Ahora resulta extraño pensar en tener una faena. Faena: es una palabra rara. Faenas son los trabajos de la casa. Haz tus faenitas, les decían a los niños cuando les enseñaban a hacer sus necesidades en el lavabo. O de los perros: ha hecho sus faenas en la alfombra. Mi madre decía que había que pegarles con un periódico enrollado. Recuerdo la época en que había periódicos, pero nunca tuve perros, sino gatos.
Menuda faena nos hicieron.
Había tantas mujeres que trabajaban... ahora resulta difícil pensarlo, pero había miles, millones de mujeres que trabajaban. Se consideraba una cosa normal. Ahora es lo mismo que pensar en la época en que todavía tenían dinero de papel. Mi madre pegó algunos billetes en su álbum de recortes, junto con las primeras fotos. En aquel entonces ya eran obsoletos, no podías usarlos para comprar nada. Trozos de papel basto, grasosos al tacto, de color verde, con fotos a ambos lados, un anciano con peluca en una de las caras, y en la otra una pirámide con un ojo encima. Llevaba impresa la frase
Confiamos en Dios.
Mi madre decía que, por hacer una broma, los comerciantes ponían junto a las cajas registradoras carteles en los que se leía:
Confiamos en Dios, todos los demás pagan al contado.
Ahora, eso sería una blasfemia.
Cuando ibas a comprar tenías que llevar esos billetes de papel, aunque cuando yo tenía nueve o diez años la mayoría de la gente usaba tarjetas de plástico. Pero no para comprar en las tiendas de comestibles, eso fue después. Parece tan primitivo, incluso totémico, como las conchas de cauri. Yo misma debo de haber usado ese tipo de dinero durante algún tiempo, antes de que todo pasara por el Compubanco.
Me imagino que eso es lo que posibilitó las cosas, el hecho de que lo hicieran de repente, sin que nadie lo supiera con antelación. Si aún hubiera existido el dinero en efectivo, habría resultado más difícil.
Fue después de la catástrofe, cuando le dispararon al presidente y ametrallaron el Congreso, y el ejército declaró el estado de emergencia. En aquel momento culparon a los fanáticos islámicos.
Hay que mantener la calma, aconsejaban por la televisión. Todo está bajo control.
Yo estaba anonadada. Como todo el mundo, ya lo sé. Era difícil de creer.

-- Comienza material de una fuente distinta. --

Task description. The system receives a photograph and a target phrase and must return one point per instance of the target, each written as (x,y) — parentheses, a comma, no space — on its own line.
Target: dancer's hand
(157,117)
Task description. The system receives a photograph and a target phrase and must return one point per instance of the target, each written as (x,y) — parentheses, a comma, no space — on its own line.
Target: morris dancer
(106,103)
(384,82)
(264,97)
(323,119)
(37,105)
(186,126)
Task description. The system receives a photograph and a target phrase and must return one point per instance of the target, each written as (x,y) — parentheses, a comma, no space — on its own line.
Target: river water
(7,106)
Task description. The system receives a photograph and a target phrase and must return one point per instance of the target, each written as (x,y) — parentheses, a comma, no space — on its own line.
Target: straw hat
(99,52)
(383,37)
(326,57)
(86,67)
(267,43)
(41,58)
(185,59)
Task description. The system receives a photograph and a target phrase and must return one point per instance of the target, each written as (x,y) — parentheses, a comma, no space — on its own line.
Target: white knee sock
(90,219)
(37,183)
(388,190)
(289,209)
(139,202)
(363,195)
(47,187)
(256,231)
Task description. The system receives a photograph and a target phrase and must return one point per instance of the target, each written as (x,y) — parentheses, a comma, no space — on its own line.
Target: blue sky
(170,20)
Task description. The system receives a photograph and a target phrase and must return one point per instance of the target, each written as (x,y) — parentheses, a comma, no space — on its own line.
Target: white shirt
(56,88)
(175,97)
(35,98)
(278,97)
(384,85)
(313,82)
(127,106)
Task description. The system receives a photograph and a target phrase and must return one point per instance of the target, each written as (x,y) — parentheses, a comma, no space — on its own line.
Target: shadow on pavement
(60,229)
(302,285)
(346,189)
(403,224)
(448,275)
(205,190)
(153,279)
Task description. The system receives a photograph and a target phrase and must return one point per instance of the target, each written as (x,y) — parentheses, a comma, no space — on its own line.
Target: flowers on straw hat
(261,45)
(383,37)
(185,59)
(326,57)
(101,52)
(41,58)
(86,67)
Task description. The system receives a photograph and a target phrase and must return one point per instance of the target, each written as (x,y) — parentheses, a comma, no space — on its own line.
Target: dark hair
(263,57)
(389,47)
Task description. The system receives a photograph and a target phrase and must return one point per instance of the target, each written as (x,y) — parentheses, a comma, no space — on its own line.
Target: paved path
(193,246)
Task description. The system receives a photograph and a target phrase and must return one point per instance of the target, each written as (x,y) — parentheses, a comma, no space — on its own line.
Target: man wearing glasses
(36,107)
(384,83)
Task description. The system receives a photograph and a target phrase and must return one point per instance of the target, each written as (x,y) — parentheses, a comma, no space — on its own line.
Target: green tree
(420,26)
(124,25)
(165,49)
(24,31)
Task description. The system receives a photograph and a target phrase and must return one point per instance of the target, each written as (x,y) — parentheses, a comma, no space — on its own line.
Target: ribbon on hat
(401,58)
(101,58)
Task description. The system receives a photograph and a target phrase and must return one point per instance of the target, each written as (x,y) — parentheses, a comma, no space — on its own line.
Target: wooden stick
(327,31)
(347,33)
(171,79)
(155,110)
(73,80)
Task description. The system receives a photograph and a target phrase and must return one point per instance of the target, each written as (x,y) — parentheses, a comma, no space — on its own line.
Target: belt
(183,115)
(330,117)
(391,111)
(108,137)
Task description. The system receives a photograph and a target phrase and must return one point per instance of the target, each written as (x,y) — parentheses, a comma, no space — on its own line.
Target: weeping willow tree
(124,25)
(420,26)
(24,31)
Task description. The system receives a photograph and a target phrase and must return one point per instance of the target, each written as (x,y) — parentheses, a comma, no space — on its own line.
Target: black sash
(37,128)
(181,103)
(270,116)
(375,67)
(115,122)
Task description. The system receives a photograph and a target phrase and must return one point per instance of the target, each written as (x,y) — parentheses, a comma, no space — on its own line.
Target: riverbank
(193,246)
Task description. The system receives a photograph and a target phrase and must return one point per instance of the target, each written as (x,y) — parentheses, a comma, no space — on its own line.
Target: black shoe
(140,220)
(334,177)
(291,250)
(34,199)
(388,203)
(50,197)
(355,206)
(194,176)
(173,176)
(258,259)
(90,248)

El gobierno entero desaparecido de
ese
modo. ¿Cómo lo lograron, cómo ocurrió?
Fue entonces cuando suspendieron la Constitución. Dijeron que sería algo transitorio. Ni siquiera había disturbios callejeros. Por la noche la gente se quedaba en su casa mirando la televisión y esperando instrucciones. Ni siquiera existía un enemigo al cual denunciar.
Ten cuidado, me advirtió Moira por teléfono. Se acerca.
¿Qué es lo que se acerca?, le pregunté.
Espera y verás, repuso. Lo tienen todo montado. Tú y yo terminaremos en el paredón, querida. Estaba citando una frase típica de mi madre, pero no pretendía resultar graciosa.
Las cosas continuaron durante semanas en ese estado de suspensión momentánea, aunque en realidad algo ocurrió. Los periódicos fueron sometidos a censura y algunos quedaron clausurados, según dijeron por razones de seguridad. Empezaron a levantarse barricadas y a aparecer los pases de identificación. Todo el mundo lo aprobó, dado que resultaba obvio que ninguna precaución era excesiva. Dijeron que se celebrarían nuevas elecciones, pero que llevaría algún tiempo prepararlas. Lo que hay que hacer, declararon, es continuar como de costumbre.
Sin embargo, se clausuraron las tiendas porno y dejaron de circular las furgonetas de Sensaciones sobre Ruedas y los Buggies de los Bollos. A mí no me dio pena que desaparecieran. Ya sabíamos que eran una tontería.
Ya era hora de que alguien hiciera algo, dijo la mujer que estaba detrás del mostrador de la tienda donde yo solía comprar los cigarrillos. Estaba en una esquina y pertenecía a una cadena de quioscos en los que vendían periódicos, golosinas y cigarrillos. La vendedora era una mujer mayor, de pelo canoso, de la generación de mi madre.